Why does anyone take technical analysis seriously?

As I see it, TA is just a specialized form of "descriptive statistics":
https://en.wikipedia.org/wiki/Descriptive_statistics

There is obviously nothing wrong in making such quantifications, just as it makes perfect sense to compute other descriptive statistics.

The issue arises when you wish to attribute inferential value to such observations, like for instance when you wish to interpret it as a "premonition" of a future occurrence:
https://en.wikipedia.org/wiki/Statistical_inference

It's mainly a conceptual issue. Imho, attributing previsive value is, first of all, a crackpot nonsense conceptually, and, second, not supported by any sound statistical evidence (clearly if we exclude pseudo scientific inventions by charlatans and people with no solid statistical background).

This does not mean anyway that it's "wrong" to use them to "decide" entries or other actions. In any case you entry is governed by price movement (and/or other observations) . So in case we model the price as a random process, the "entry" (say for instance, the pair [price, time] ) too is going to be a random variable, and basing the entry on some TA computation is simply a transformation of a random variable, resulting in another random variable. So there is nothing wrong in that, as essentially everybody is inevitably doing the same.

I would just argue that the terminology may be a bit misleading, especially for beginners. (Just as the term "stop loss" is misleading.) But these terminologies are typical of the field where there are so many entities trying to sell something and often do not mind to bend concepts and reason when it is convenient.

I don't disagree with this. There is a "proper" and "scientific" way to approach TA-- I am not saying that this works-- or makes sense-- but at least it follow proper protocol--- unlike those on this site that claim to use probabilities , stats, and science but are really just looking at charts and guesing yet have self deluded themselves into believing differently. That's my primary issue with TA folks---

surf
 
This is evident by the fact that there is very little interest in the risk management forum here and that should be the most read.

I don't agree. The first thing you need is a very good trading system.This system should keep you informed all the time so that you can get out if needed. The only reason why I need risk management is in case of an emergency. And that risk management is very simple and very effective: I put a stop at X points. That's all I need.
So most reading should be done about building a very good trading system. The better the system the less you will need risk management.
 
I don't agree. The first thing you need is a very good trading system.This system should keep you informed all the time so that you can get out if needed. The only reason why I need risk management is in case of an emergency. And that risk management is very simple and very effective: I put a stop at X points. That's all I need.
So most reading should be done about building a very good trading system. The better the system the less you will need risk management.

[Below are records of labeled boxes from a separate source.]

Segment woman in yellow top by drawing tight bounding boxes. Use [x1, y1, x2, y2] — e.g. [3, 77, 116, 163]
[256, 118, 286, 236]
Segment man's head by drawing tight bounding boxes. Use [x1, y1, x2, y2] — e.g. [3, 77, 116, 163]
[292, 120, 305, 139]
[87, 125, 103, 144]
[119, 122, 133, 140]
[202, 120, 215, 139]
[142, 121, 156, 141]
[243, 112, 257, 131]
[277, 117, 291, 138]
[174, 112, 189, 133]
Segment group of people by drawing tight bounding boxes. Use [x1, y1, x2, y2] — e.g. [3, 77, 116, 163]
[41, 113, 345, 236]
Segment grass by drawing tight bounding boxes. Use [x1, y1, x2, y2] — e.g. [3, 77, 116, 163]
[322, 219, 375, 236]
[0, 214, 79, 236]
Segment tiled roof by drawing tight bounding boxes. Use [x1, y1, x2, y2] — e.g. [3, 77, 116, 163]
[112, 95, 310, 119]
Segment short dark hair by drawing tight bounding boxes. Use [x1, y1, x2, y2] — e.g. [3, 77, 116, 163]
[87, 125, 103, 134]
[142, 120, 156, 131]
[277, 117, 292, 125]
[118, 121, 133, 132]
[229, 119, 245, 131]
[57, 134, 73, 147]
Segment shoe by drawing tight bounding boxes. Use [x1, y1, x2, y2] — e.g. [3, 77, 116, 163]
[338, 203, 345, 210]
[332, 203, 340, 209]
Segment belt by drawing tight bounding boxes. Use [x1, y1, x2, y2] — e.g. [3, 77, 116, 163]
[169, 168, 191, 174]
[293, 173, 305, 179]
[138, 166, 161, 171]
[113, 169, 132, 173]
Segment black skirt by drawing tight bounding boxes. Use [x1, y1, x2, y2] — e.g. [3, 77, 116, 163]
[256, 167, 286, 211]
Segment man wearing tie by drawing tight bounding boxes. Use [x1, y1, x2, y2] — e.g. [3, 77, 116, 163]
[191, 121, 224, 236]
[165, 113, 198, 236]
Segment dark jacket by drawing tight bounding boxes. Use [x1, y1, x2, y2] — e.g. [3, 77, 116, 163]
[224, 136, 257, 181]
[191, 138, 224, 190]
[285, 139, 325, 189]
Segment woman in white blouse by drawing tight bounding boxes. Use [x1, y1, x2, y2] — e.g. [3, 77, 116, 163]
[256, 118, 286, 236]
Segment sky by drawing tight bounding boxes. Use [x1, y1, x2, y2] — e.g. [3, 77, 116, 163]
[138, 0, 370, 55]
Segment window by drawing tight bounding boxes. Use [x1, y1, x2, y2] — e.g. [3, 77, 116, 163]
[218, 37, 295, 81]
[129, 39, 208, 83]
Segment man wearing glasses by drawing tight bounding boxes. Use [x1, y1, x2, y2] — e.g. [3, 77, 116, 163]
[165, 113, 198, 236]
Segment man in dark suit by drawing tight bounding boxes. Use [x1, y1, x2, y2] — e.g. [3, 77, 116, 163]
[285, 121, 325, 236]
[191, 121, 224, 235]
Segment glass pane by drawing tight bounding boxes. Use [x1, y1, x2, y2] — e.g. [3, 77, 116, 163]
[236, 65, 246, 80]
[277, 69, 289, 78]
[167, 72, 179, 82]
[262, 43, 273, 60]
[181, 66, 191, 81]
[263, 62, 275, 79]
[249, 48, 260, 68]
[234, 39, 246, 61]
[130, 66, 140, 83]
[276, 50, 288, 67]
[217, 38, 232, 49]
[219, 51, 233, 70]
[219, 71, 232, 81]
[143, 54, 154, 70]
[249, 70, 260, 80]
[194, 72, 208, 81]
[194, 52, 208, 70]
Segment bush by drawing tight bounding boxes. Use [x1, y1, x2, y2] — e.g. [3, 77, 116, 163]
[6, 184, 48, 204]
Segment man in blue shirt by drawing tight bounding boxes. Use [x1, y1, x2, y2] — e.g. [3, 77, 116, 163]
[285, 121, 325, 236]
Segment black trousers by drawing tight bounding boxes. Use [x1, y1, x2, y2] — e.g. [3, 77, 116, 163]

It's not that simple. Your risk of ruin over a large time-span is partially determined based on your stop placement. Using X derived from the average true range is not good enough unless you have an edge sharper than any PA-trading teacher's. What do you use?
 
It's not that simple. Your risk of ruin over a large time-span is partially determined based on your stop placement. Using X derived from the average true range is not good enough unless you have an edge sharper than any PA-trading teacher's. What do you use?
Math. Last 10 years never a drawdown bigger than 30%. No losing months. Stops at 0.15% of entry. Don't use ATR.